Beijing-based builder Modern Land China failed to repay the principal and interest due on a $250-million dollar bond due Monday, making it the latest Chinese developer to miss dollar bond payments reflecting deepening financial stress in the real estate sector.
Modern Land told the Singapore stock exchange, where the bond is listed, that it was not able to repay the entire outstanding principal and accrued interest of its dollar-denominated 12.85 percent senior notes due 2021 as the company struggles with cash crunch.
“Owing to unexpected liquidity issues arising from the adverse impact of a number of factors including the macroeconomic environment, the real estate industry environment and the COVID-19 pandemic faced by the Group recently, the repayment arrangement of the principal amount of the notes and the accrued but unpaid interest thereon was not met on that day,” the disclosure released on Tuesday read.
Modern Land’s financial failure, which comes one week after fellow mid-sized mainland developer Sinic Holdings suffered its own $250 million default, has banking analysts pointing to more overstretched developers struggling to meet their financial obligations in the days ahead.
In Modern Land’s statement, its president Zhang Peng, said the Hong Kong-listed company will continue to evaluate its financial condition and cash position, noting that further announcements will be made on the bond payment status, without providing a timetable or other details.
“The company is working with its legal counsel Sidley Austin and expects to engage independent financial advisors soon to assist it in formulating an overall plan taking into account the interests of onshore and offshore stakeholders,” the disclosure read.
On 11 October, the Beijing developer had asked investors for a three-month bond payment extension and proposed to repay a portion of the debt to avoid a default, but in a statement last week Modern Land scrapped the scheme, stating that the plan “will not be in the best interest of the company and other stakeholders.”

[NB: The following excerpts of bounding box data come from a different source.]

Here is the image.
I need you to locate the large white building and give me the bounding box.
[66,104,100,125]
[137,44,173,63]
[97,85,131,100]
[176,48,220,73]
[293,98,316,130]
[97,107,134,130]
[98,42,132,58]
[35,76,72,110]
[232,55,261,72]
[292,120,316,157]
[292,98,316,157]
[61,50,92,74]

That earlier proposal to defer repayment of offshore bonds prompted international debt watchers to downgrade the developer’s credit rating, with Fitch Ratings slashing it to C from B previously, while Moody’s Investors Service downgraded the rating to Caa2 from B2.
“The review for downgrade reflects the uncertainty over the company’s ability to repay all of its debt maturity in the coming 6-12 months,” Moody’s Vice President and Senior Analyst Celine Yang said in an Oct. 11 note.
Noting that, although Modern Land had reported RMB 13.6 billion ($2.13 billion) in cash at the end of June, Fitch said in a 14 October report that its access to cash for bond repayments remained uncertain and interpreted the proposed consent solicitation as a move to avoid default.
Trading in Modern Land’s shares and securities has remained halted since it was suspended on 21 October.
Developer Struggle Session Continues
Modern Land’s default came amid a series of missed bond repayments among its peers, including the default by Hong Kong-listed Fantasia Holdings earlier this month when it failed to repay $205.7 million principal due Oct. 5 out of the total $500-million issuance.
Alicia García Herrero, chief economist for Asia Pacific at French financial services firm Natixis, warned that financial markets should brace for more revelations of missed bond repayments from Chinese developers this year as market data shows many developers still having failed to bring their finances within China’s “three red lines” for creditworthiness.
“There are around 20 developers which do not comply with any of the three red lines, many of which [are] small. Some of them are bound to default. Others would be absorbed by larger healthier groups, possibly state-owned developers,” she told Mingtiandi on Tuesday.
Just last week, Sinic Holdings Group also defaulted on a $250 million offshore bond payment while Hong Kong-based China Properties failed to settle $226 million in notes which matured on 15 October.
In a bid to manage the sector’s financial health, the Chinese government had put in place the “three red lines” threshold last year, setting limits on debt ratios for property developers and making it more difficult for heavily indebted companies to access credit and refinance debts.
The sector’s liquidity crisis will likely keep bond yield spreads high for some time but the debt contagion will likely be limited to Asian real estate markets, Herrero added.
Meanwhile, China Evergrande, the mainland’s second-largest and most indebted developer, reportedly avoided a default last week when it transferred $83.5 million in fund needed to meet its obligations on an offshore bond, according to a Reuters report. Evergrande also announced on Sunday that it had recommenced work on 10 residential projects in six cities around Guangdong province.
Pimfha Chandhapradi provided additional reporting for this story.